Samen met de beeldend kunstenaar Peter Schmidt bracht Eno (86 min.) de kaartjes, onder de noemer Oblique Strategies, ook op de markt. En hij zette ze natuurlijk zelf in, bijvoorbeeld bij de opnames voor David Bowies Berlijn-trilogie. De man zelf kan er geanimeerd over vertellen in dit ingenieuze (zelf)portret, dat voor iedereen anders is. Letterlijk: algoritmen bepalen tijdens een screening wat de dan aanwezige kijker krijgt voorgeschoteld.

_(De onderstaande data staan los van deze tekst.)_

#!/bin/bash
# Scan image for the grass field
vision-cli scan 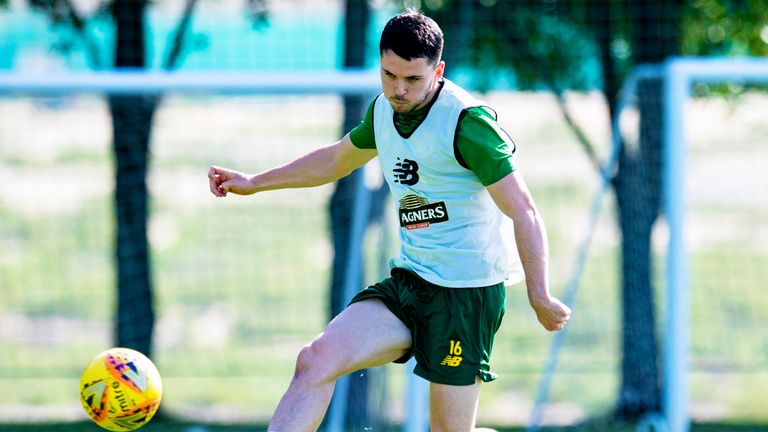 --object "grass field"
[0,94,768,426]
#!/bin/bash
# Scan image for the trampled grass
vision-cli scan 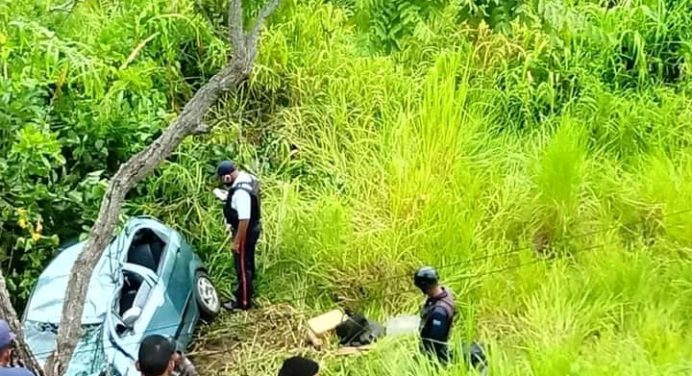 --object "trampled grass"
[5,0,692,376]
[137,2,692,376]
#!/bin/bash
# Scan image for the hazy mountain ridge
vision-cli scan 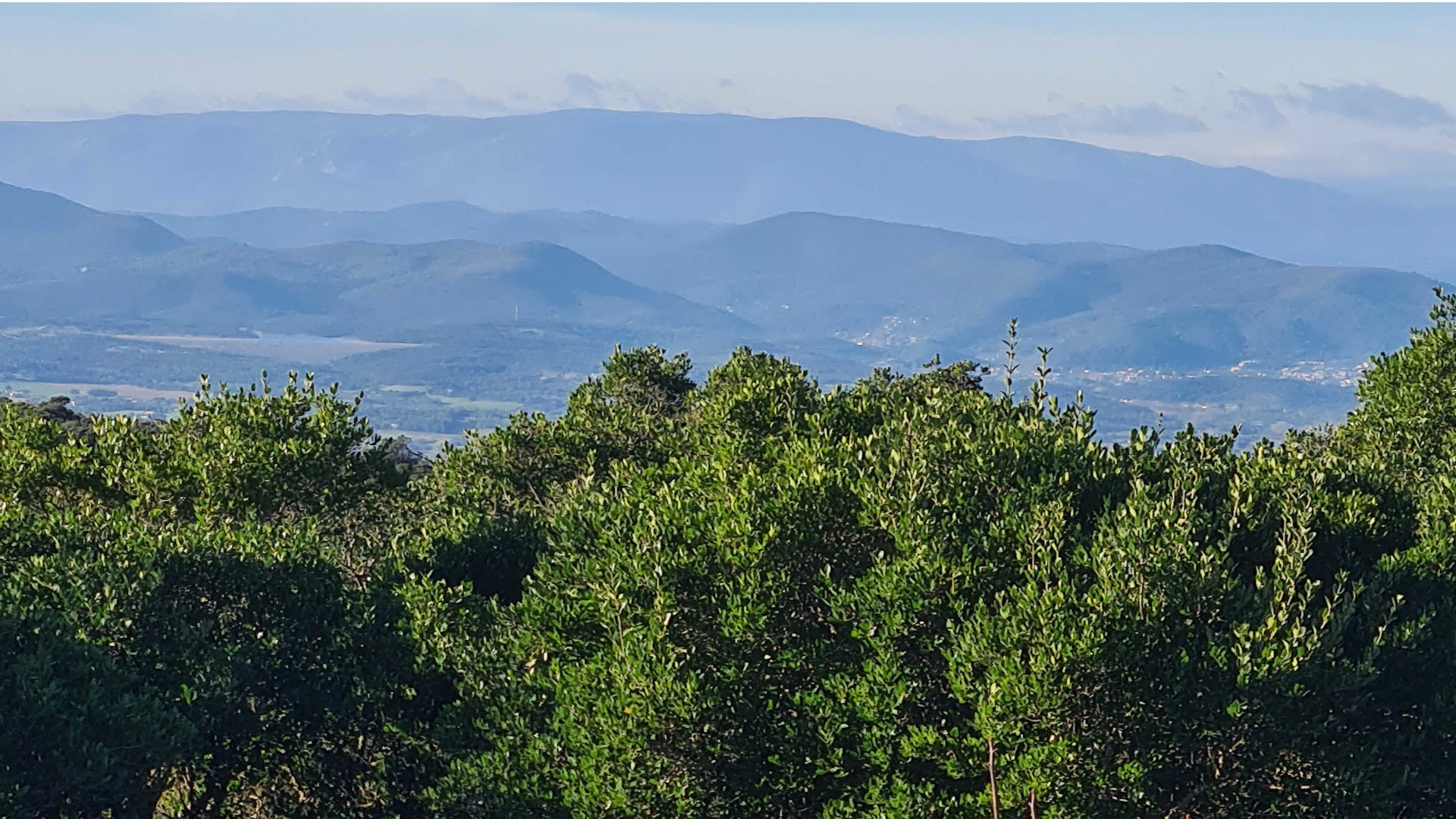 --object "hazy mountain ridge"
[0,175,1434,435]
[0,182,187,274]
[0,109,1456,274]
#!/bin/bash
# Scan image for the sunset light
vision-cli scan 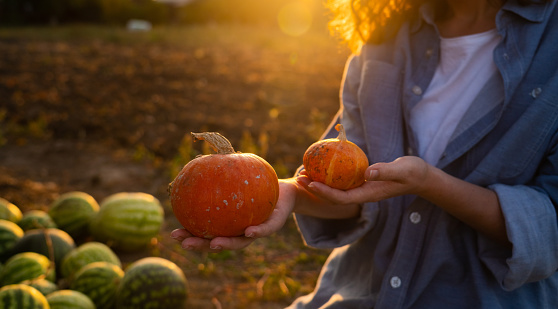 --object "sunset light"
[277,1,312,36]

Documentairemaker Gary Hustwit heeft samen met visueel kunstenaar Brendan Dawes generatieve software ontworpen, waarmee steeds nieuwe scènes, overgangen en sequenties worden gecreëerd op basis van de interviews die hij met Eno heeft gedaan en diens schier onuitputtelijke archief. Elke vertoning van de film is dus anders. Een benadering die perfect aansluit bij de denk- en handelswijze van de muzikant, kunstenaar en algehele creatieveling.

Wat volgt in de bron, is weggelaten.